My heart stopped when I saw the name. I am so sorry.


----------



## JimD

I'm so sorry 

Binky free Buttercup.
ray::rainbow:


----------



## TinysMom

I just saw your post on Facebook and tears came to my eyes.

Oh no. I'm so sorry for your loss. I had no idea he was ill.

Binky free you beautiful boy.


----------



## Pet_Bunny

So sorry Susan. :cry1:

Another mainstay that should live forever from the forum is gone. You know what is best and Buttercup can gracefully cross over to Rainbow Bridge to meet new friends waiting for him.

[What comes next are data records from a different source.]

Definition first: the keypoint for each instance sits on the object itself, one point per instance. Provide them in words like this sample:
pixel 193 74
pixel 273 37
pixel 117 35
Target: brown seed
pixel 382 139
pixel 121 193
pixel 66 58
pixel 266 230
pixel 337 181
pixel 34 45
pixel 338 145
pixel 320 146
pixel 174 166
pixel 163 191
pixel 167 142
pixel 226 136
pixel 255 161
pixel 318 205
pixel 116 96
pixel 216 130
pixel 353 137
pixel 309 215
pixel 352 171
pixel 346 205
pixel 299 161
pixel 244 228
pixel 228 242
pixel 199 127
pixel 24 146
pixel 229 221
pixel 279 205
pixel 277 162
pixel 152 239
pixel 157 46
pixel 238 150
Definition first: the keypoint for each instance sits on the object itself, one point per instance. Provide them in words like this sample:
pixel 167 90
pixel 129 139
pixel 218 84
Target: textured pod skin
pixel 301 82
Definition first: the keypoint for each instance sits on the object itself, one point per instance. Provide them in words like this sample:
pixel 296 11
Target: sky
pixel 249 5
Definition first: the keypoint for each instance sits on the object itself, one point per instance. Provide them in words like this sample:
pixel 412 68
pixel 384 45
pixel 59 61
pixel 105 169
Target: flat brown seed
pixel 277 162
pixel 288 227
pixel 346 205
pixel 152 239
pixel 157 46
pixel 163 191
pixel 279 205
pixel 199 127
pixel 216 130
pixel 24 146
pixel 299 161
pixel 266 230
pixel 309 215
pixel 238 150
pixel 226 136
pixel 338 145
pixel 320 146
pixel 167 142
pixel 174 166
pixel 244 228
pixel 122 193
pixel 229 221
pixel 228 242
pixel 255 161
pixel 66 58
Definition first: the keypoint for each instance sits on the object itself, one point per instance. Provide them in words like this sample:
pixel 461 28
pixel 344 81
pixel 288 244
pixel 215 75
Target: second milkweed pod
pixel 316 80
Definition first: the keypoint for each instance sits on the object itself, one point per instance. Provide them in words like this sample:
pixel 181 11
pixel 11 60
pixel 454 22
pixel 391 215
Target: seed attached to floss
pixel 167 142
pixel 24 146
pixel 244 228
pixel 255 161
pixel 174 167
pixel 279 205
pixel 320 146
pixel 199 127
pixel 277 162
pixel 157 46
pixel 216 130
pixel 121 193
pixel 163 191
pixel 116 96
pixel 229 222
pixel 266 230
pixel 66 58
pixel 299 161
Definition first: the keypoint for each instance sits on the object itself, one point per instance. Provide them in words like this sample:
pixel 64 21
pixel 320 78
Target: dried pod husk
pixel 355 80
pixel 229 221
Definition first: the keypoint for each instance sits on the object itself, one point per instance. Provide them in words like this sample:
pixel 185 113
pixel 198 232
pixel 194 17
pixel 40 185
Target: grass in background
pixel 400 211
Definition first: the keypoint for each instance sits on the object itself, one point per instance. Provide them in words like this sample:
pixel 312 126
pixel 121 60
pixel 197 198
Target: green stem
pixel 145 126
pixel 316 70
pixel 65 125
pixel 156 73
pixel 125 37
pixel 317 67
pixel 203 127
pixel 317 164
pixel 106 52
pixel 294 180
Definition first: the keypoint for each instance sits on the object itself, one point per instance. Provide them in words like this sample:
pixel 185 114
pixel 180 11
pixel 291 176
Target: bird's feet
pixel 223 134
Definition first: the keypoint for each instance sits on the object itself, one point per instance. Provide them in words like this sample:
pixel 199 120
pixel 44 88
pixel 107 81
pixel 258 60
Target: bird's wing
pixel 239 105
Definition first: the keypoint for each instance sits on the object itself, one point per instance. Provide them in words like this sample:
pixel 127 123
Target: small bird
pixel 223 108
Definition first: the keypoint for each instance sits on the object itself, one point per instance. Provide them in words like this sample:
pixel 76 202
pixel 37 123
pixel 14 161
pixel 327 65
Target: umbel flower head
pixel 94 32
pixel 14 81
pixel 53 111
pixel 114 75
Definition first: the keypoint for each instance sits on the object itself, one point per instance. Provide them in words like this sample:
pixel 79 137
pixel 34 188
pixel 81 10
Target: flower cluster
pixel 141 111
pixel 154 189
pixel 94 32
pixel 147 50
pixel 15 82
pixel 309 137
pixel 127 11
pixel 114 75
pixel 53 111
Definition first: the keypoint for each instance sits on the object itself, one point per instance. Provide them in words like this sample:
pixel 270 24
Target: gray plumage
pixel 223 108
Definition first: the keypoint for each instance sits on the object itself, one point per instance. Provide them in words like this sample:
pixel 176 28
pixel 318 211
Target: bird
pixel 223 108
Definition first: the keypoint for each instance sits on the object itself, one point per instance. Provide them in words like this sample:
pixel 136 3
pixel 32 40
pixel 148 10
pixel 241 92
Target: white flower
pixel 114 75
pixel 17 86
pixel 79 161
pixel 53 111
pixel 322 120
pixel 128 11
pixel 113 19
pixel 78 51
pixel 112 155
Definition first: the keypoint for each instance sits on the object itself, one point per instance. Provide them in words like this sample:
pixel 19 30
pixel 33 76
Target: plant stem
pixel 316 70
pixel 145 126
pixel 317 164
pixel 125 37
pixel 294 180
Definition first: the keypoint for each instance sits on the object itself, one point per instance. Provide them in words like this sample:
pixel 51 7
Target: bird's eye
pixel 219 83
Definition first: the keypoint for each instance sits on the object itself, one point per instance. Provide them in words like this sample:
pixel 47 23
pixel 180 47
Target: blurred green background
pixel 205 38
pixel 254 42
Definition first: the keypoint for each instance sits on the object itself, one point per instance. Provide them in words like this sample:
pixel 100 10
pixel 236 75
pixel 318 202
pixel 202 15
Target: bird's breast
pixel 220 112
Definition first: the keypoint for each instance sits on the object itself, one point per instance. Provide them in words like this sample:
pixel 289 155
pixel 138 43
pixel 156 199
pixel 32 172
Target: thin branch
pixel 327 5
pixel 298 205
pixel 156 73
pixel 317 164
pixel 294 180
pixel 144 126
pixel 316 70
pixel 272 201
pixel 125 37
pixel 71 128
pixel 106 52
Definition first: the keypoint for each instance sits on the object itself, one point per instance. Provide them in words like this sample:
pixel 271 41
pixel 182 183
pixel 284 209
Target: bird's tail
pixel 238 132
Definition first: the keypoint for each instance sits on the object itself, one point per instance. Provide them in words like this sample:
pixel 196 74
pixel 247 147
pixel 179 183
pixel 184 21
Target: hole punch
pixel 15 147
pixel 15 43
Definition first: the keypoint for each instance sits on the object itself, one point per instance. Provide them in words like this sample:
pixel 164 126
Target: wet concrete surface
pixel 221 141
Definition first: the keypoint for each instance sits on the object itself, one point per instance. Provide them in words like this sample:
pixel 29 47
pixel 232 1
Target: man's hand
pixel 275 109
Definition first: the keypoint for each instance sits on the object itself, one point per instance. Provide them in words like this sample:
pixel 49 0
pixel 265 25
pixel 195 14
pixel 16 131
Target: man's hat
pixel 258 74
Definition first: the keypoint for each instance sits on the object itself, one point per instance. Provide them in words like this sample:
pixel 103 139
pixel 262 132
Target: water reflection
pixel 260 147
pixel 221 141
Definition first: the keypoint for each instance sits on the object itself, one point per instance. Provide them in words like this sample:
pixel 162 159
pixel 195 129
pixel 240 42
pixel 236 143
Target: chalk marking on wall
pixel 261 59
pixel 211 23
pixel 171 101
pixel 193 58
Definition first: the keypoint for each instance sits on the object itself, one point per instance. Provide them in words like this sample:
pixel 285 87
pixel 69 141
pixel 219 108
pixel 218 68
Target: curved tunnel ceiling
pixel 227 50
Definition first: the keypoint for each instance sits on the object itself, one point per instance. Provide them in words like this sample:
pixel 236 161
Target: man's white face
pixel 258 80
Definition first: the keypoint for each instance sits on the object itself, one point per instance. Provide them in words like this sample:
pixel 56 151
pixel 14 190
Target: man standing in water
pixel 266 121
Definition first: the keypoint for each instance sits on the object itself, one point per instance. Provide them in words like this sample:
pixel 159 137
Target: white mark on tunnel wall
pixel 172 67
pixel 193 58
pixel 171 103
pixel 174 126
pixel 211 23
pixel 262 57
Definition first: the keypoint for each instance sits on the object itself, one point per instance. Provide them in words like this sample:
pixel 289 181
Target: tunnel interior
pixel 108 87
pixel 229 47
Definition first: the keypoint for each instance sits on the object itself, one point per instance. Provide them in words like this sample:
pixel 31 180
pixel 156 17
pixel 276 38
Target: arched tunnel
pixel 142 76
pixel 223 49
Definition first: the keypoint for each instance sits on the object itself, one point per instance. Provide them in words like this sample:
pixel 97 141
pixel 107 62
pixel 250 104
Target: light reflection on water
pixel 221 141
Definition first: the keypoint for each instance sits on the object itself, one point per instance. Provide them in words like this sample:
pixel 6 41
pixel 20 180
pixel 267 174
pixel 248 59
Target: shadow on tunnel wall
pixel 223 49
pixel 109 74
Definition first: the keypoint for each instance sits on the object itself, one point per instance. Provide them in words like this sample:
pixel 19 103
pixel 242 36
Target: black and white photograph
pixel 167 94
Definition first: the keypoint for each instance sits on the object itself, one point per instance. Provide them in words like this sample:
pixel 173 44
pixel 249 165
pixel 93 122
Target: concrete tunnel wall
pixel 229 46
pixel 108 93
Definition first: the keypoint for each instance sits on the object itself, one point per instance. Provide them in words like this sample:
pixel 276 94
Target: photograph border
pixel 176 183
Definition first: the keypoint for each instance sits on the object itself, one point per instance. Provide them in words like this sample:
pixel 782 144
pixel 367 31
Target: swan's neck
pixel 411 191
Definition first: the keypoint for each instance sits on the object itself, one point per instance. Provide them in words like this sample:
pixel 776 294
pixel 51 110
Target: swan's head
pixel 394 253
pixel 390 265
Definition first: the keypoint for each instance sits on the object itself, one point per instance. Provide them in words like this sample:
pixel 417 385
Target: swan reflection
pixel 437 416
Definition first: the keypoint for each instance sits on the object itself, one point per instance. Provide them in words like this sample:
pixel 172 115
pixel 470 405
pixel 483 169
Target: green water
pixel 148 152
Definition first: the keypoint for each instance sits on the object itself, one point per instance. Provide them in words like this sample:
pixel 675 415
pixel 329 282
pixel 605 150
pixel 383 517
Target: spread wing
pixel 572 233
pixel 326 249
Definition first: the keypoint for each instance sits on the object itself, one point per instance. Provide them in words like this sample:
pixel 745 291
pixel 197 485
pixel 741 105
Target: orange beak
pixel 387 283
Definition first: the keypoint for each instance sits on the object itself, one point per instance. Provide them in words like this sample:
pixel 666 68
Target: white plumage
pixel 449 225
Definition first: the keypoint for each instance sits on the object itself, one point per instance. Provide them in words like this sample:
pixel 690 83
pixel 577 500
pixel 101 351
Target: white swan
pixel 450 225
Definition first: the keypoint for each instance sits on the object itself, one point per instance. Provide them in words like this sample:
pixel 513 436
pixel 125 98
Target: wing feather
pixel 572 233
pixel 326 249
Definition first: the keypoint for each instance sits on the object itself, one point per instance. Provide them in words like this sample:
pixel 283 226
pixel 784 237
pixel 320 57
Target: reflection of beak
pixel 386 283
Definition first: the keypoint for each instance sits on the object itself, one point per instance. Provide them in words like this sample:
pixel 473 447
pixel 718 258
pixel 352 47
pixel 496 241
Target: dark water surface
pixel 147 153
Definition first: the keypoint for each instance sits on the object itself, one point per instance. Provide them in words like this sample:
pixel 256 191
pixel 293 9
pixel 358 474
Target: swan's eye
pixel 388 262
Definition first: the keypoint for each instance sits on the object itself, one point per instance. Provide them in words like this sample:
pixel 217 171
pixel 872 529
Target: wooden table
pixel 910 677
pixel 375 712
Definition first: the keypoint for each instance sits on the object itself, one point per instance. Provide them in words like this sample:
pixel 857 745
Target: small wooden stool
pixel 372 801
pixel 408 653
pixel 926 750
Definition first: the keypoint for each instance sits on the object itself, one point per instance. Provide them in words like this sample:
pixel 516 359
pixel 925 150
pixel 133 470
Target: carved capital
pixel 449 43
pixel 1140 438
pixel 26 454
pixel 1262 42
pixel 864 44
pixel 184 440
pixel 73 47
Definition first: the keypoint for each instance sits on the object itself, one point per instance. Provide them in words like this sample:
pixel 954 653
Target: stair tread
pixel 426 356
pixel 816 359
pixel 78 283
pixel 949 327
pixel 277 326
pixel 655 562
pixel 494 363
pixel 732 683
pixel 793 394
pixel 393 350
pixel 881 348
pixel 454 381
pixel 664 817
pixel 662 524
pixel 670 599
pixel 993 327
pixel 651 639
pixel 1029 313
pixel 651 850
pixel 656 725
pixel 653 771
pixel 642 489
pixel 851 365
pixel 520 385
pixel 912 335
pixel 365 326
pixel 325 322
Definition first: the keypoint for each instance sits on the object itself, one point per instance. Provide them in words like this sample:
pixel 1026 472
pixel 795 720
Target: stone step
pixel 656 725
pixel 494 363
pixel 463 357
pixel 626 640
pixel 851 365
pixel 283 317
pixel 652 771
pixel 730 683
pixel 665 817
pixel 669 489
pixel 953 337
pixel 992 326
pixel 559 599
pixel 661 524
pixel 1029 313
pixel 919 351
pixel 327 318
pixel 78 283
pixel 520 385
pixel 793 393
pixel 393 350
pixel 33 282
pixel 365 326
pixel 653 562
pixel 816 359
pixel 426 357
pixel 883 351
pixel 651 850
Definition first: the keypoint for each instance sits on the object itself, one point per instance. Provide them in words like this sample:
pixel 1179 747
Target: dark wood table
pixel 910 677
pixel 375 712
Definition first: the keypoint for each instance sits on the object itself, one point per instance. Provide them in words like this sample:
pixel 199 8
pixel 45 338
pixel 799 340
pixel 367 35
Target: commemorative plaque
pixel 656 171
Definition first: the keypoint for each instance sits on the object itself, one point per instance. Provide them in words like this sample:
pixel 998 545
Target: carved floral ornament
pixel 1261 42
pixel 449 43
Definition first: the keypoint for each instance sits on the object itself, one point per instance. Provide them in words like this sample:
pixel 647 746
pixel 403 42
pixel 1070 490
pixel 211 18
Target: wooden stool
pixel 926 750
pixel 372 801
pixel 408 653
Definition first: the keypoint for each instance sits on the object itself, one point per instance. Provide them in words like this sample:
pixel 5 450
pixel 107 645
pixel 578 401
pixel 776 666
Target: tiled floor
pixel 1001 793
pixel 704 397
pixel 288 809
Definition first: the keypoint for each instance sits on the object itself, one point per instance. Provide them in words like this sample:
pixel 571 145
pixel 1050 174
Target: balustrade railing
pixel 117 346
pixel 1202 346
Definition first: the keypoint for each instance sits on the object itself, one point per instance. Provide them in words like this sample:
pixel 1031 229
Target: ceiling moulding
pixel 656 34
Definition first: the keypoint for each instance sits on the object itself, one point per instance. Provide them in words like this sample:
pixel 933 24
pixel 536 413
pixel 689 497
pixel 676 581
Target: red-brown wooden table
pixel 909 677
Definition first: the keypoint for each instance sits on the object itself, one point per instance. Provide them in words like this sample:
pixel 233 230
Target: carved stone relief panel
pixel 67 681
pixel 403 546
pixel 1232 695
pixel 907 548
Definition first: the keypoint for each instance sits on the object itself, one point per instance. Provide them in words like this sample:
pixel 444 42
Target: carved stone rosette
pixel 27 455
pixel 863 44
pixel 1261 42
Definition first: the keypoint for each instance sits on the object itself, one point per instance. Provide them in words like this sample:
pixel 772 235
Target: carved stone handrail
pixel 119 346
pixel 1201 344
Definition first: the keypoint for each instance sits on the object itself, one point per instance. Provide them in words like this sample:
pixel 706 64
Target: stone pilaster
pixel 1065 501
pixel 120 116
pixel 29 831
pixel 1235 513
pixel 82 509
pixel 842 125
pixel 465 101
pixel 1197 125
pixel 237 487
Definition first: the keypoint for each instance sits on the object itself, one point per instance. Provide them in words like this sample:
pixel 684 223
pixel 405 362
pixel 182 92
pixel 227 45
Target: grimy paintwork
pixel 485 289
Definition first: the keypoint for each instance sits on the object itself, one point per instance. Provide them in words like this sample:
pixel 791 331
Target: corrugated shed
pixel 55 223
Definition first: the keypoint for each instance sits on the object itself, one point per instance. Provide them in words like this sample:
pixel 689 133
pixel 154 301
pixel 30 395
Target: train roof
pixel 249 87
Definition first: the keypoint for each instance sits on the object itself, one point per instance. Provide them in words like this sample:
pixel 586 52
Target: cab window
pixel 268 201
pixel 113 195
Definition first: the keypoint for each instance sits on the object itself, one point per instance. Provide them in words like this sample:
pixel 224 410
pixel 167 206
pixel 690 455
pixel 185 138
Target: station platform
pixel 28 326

Binky Free Buttercup. ink iris:


----------



## Kipcha

He had a wonderful life. I'm sure you did what was best for him.

R.I.P Buttercup


----------



## gmas rabbit

Susan - I had no idea. Binky free Buttercup.


----------



## gmas rabbit

Cannot believe that it was just a few days ago that we were celebrating his 13th birthday. Oldest rabbit that I have ever known. What a little character.


----------



## CCWelch

So sorry for your loss. He will meet you at the bridge, I am sure of it. He was well loved.


----------



## Pipp

Oh no, I was hoping that sweet bunny was going to live forever. 

So sorry, Susan. 

But what a great run he had. Your love and care for him was awesome. 

:rip: Buttercup

:hug1 Susan

sas :sad:


----------



## Nancy McClelland

Susan, we'd like to send out our condolences. It's never easy having to say goodbye. Rest in peace Buttercup, you had a good run and we'll all miss you little man. :bunnyangel:


----------



## Anaira

I'm so sorry Susan.  He was an amazing rabbit.


----------



## myheart

:bigtears:I don't have enough words to say how sorry I am for the loss of our little Buttercup. Such a shock and a surprise to see his name in the Rainbow Bridge.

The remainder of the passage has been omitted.